I love what the new year represents – a fresh start, a new beginning and the idea of a clean slate. But, I’ve learned not to do much in the way of resolution making. They just don’t work for me. Resolutions are the things two weeks at the gym are made of. You know, the first two weeks in January where the gym is super crowded with folks who have resolved to get fit, exercise 7 days a week and lose 50 pounds by bathing suit season. But what about the other 50 weeks of the year?
Why don’t we keep our resolutions? What’s missing, I think, is the connection to what your soul wants. When your soul speaks it has a purpose – to set free our deepest, most heartfelt desires. This is the stuff of your dharma, or your purpose in life; what you are put on this planet to do.
Your dharma answers the question, so well put by Mary Oliver in her poem The Summer Day: “Tell me, what is it you plan to do with your one, wild and precious life?”
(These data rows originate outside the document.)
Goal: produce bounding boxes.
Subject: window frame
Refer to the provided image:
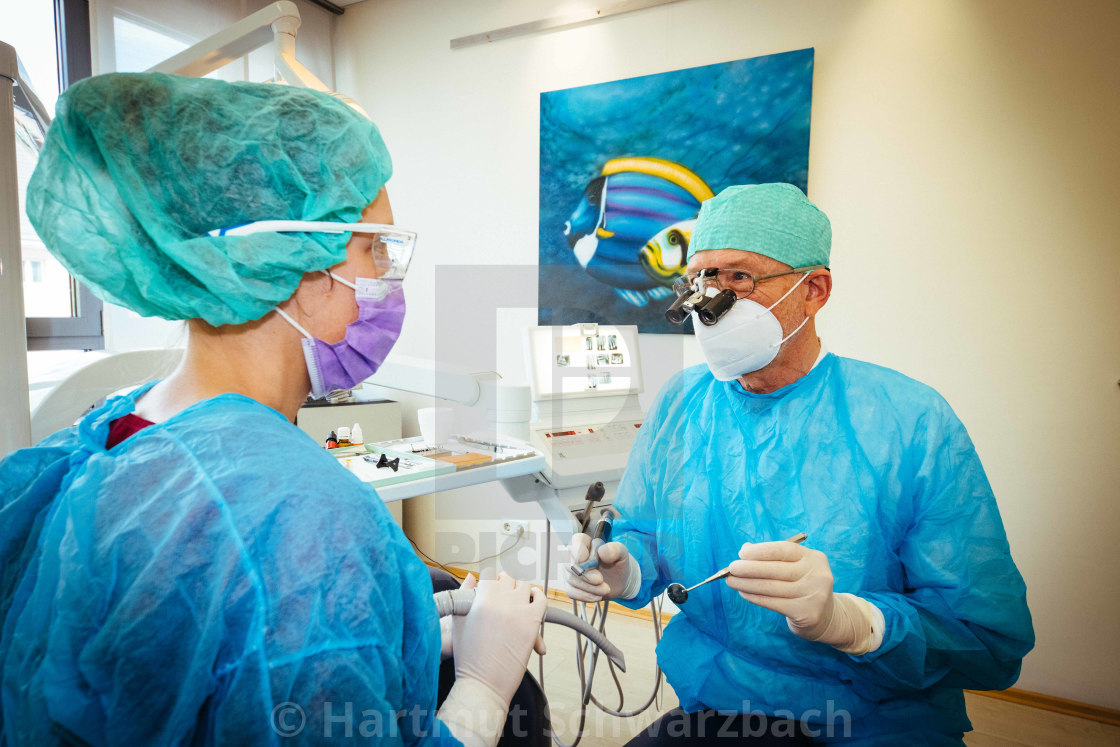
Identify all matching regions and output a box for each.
[24,0,103,352]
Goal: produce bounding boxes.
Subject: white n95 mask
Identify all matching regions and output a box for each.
[693,272,812,381]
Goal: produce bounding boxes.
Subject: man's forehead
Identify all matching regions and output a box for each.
[687,249,790,272]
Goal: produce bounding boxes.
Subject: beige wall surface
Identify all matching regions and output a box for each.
[334,0,1120,708]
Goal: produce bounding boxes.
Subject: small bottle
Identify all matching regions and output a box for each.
[325,430,338,449]
[351,423,364,445]
[337,426,352,448]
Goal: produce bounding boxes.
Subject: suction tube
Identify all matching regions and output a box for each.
[433,588,627,672]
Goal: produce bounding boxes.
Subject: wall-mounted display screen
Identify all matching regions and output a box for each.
[525,324,643,401]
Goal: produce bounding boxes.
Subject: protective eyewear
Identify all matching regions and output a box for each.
[671,264,827,298]
[209,220,416,280]
[665,264,827,327]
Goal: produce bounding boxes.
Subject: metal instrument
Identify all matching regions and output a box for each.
[665,532,808,604]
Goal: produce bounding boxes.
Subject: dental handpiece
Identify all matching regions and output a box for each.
[666,532,808,605]
[432,587,627,672]
[574,481,606,533]
[568,508,614,578]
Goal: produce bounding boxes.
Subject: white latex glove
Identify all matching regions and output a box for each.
[564,533,641,602]
[441,574,478,659]
[451,569,549,704]
[725,541,882,656]
[441,573,547,660]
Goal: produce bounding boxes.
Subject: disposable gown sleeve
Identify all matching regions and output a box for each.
[23,424,460,746]
[0,438,76,621]
[223,479,462,746]
[841,400,1035,699]
[609,380,678,610]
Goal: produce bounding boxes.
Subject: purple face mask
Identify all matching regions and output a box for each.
[276,275,405,399]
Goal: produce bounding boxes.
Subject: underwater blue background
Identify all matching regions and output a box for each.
[539,48,814,333]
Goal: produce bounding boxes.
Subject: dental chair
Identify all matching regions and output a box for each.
[29,348,183,445]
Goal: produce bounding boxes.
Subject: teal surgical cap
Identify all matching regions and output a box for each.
[687,183,831,268]
[26,72,393,326]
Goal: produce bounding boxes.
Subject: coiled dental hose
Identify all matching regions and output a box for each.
[432,587,627,673]
[432,508,664,747]
[538,519,666,747]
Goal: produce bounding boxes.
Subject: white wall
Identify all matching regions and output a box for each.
[334,0,1120,708]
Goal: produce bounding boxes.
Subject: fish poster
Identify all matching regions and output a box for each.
[538,48,814,333]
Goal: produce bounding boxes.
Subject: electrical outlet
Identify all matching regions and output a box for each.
[500,519,527,537]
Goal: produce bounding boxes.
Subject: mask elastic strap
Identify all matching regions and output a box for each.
[772,314,812,348]
[758,270,813,318]
[275,308,315,340]
[323,270,358,291]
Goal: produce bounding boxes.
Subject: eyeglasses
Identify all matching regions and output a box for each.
[209,220,416,280]
[672,264,827,298]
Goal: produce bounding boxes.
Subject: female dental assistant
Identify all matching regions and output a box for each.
[0,73,544,746]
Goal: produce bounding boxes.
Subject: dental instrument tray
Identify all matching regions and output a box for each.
[335,435,545,497]
[337,447,455,488]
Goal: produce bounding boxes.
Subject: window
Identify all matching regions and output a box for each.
[7,0,104,350]
[111,14,190,73]
[7,0,337,355]
[23,259,42,284]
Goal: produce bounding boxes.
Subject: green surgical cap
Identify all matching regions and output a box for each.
[26,73,393,325]
[687,183,831,268]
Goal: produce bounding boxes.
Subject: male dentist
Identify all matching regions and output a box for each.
[566,183,1034,745]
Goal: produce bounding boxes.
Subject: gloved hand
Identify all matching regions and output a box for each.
[564,534,641,603]
[725,541,881,655]
[441,573,477,659]
[442,573,547,660]
[451,569,549,704]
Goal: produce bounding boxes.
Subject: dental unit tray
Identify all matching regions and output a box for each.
[336,435,547,502]
[433,587,626,672]
[338,447,456,488]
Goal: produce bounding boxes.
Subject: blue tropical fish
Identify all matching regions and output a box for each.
[564,157,712,306]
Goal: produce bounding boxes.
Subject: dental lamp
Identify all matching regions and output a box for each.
[146,1,332,95]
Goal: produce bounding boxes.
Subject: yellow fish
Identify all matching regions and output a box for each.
[639,219,695,287]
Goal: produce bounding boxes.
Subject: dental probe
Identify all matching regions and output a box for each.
[665,532,808,605]
[432,587,627,672]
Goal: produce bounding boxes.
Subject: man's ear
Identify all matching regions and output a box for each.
[805,270,832,314]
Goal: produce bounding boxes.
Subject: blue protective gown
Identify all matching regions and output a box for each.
[0,384,460,746]
[613,355,1034,745]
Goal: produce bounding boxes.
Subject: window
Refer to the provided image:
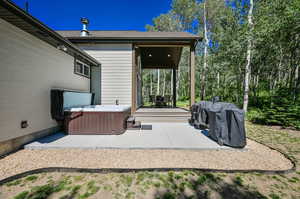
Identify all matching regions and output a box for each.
[74,59,90,78]
[84,65,89,76]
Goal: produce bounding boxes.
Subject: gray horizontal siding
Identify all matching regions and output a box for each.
[79,44,132,106]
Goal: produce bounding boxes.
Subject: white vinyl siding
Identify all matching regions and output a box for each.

There is a process to discovering your dharma which involves understanding your gifts, embracing your uniqueness and identifying what it means to fulfill your distinct purpose. This comes from tapping into the voice of your soul and understanding how our desires both material and spiritual and our longing for pleasure and liberation manifest. Our greatest power lies within and it is from here that we can realize our potential.
Once you identify your dharma, you need to figure out how to get there.
In yoga, we call these steps, or resolutions, sankalpa. The word sankalpa breaks down into san, meaning, from the heart and kalpa, meaning, unfolding over time. It is the next most important step you can take in achieving your dharma. These aren’t meant to be pie in the sky ideals. They are the nuts and bolts, practical steps that will work to liberate your greater purpose.
It won’t all be smooth sailing, you’ll encounter resistance, both external and internal, but with a sankalpa that is about the greater purpose of your life and not just about what you want short term, you have a better shot at staying the course.
So, what is it you plan to do with your one wild and precious life?